Financial market update

Financial markets15 May 2013, Sweetcrude, Lagos – Local and international financial market services update.
NIGERIA: The Debt Management Office has set the nation’s borrowing limit at 40% of the Gross Domestic Product. The Director-General, DMO, Dr. Abraham Nwankwo, said this at the ‘Debt Sustainability Workshop’, which opened in Abuja on Monday. Nwakwo said despite the World Bank’s credit rating, which gave the country clearance to borrow up to 56 per cent of the GDP, the nation would limit its borrowing to 40 per cent.

EUROPE: The euro, which has fallen since the European Central Bank reduced the appeal of the shared currency by cutting interest rates earlier this month, is poised to rebound after a bullish monthly reversal in trading patterns. Traders have trimmed bets that the euro will weaken by almost half since early April, even as ECB President Mario Draghi pledged on May 2 to lower rates again if needed following a cut in the benchmark to 0.5 percent.
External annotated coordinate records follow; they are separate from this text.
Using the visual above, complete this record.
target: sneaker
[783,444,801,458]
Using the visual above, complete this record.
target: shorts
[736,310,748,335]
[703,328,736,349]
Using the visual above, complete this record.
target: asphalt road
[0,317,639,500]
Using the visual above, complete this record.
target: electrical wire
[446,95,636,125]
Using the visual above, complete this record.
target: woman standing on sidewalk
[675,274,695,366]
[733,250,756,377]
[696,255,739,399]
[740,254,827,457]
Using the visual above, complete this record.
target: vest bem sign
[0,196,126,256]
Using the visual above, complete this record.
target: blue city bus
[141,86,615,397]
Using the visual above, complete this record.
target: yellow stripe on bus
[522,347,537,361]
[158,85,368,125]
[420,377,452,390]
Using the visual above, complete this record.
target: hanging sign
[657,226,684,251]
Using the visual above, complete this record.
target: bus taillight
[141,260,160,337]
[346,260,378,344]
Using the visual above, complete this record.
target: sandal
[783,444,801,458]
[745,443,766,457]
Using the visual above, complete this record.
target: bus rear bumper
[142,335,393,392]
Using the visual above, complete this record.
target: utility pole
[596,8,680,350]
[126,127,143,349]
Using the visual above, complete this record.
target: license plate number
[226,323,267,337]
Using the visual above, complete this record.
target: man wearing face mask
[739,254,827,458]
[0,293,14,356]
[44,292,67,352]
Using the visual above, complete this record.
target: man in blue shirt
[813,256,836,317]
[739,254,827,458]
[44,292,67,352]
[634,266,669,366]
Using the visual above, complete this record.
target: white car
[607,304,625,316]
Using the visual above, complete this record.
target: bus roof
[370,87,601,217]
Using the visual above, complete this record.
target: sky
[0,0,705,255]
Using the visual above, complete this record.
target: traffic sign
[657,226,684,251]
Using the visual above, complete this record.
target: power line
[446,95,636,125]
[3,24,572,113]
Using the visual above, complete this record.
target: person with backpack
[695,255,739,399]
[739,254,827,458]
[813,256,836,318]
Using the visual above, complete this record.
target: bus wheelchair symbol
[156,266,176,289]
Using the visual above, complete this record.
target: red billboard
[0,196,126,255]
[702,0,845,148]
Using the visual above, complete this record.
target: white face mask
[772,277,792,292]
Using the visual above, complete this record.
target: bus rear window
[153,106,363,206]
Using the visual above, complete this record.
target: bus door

INDIA: Indian stocks climbed the most in a month after the central bank signalled slowing inflation may increase the authority’s scope to ease monetary policy. The S&P BSE Sensex advanced 1.7 percent to 20,056.25 at 10:44 a.m. in Mumbai, bound for the steepest gain since April 18. The pace of wholesale-price gains slowed to a 41-month low of 4.89 percent in April, a government report showed yesterday.

CHINA: Chinese stocks swung between gains and losses after Premier Li Keqiang signalled policy makers are reluctant to use stimulus to counter an economic slowdown. The Shanghai Composite Index added 0.1 percent to 2,219.74 at 1:33 p.m. local time after falling 0.2 percent.

Bonds – Slightly bearish in Tuesday’s market ahead of the bond auction on Wednesday. Yields up an average 6bps across the curve. Interest at the auction seems weak so it is possible that we will see some spike’s on the 30s especially.

Bills – Some selling yesterday as the market feels the squeeze in liquidity. No OMO activity from the Central bank. Rising yields brings some interest back into the market. No primary auctions this week, market is relatively stable.

Money Market – OBB and unsecured O/N rates up 100bps to 13.75% & 14.00% respectively as liquidity levels drop, market opened up N12billion. There is an OMO maturity on Thursday which will come in to boost liquidity levels in market push rates lower.

Indicative Currency Exchange Rates
Bid          Offer

EURUSD        1.2905        1.2915
GBPUSD        1.5225         1.5235
USDJPY         102.35         102.75
USDCHF        0.9693        0.9713
GBPEUR        1.1796         1.1806
USDZAR        9.2440        9.3440
USDNGN        156.75        157.50
JPYNGN         1.5315         1.5815
CHFNGN        161.71         165.71
EURNGN       202.29       206.29
GBPNGN       238.65        242.65
ZARNGN        16.96           18.96

Commodities
West Texas Intermediate crude traded near the lowest level in almost two weeks amid signs of rising supplies. WTI for June delivery was at $94.01 a barrel, down 20 cents, in electronic trading on the New York Mercantile Exchange at 3 p.m. Singapore time.

Interest rates
NIBOR (%)                       LIBOR (%)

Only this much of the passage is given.